The attorney said that “three criminal ex police officers” had been in the picture during the investigation, but that they had not been thoroughly investigated.
Prosecutor den Hartigh suggested that S. did not commit the murder alone. “Possibly he did not act alone, because there is also DNA trace evidence of a third unknown party on the duct tape. I am convinced that the defendant committed this crime together with others, possibly with Otis Williams, but I cannot prove that. The defendant attempts to protect Williams, and that is his choice.”
mr. Stomp said that he had wanted to hear several witnesses during the trial, but the prosecutor’s office had been unable to locate them. In June the case was postponed for the sixth time to allow time for hearing these witnesses, but when all efforts to bring them to court proved futile, Stomp opted to continue with the trial.
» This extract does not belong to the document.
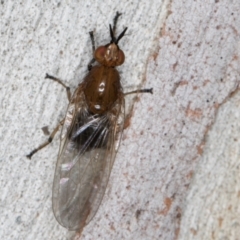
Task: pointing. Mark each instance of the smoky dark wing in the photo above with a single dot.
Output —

The attorney said that the forensics department had found a lot of evidence in Lloyd’s home that had not been investigated. He referred to a bus owned by one of the ex police officers that showed traces of blood. He also suggested that Lloyd had had a relationship with one of the ex-police officers and that the victim could have threatened the ex-officer to expose his sexual inclination.
mr. Stomp also pointed out that nobody had seen his client near the victim’s house on the day of the murder. “Two sources say that my client told them he committed the murder, but they are unreliable; they are both illegally on the island, but they have not been deported.”
He concluded that many aspects of the investigation do not check out. “There is reasonable doubt that my client did this,” and pointed out that his client’s interests have been violated by the fact that witnesses who could prove his innocence could not be heard. The attorney dismissed references to S.’s convictions in the United States as an attempt to rouse popular feelings against him. He asked the court to acquit his client.
Prosecutor Den Hartigh said that the investigation of other suspects had not revealed any involvement in the murder.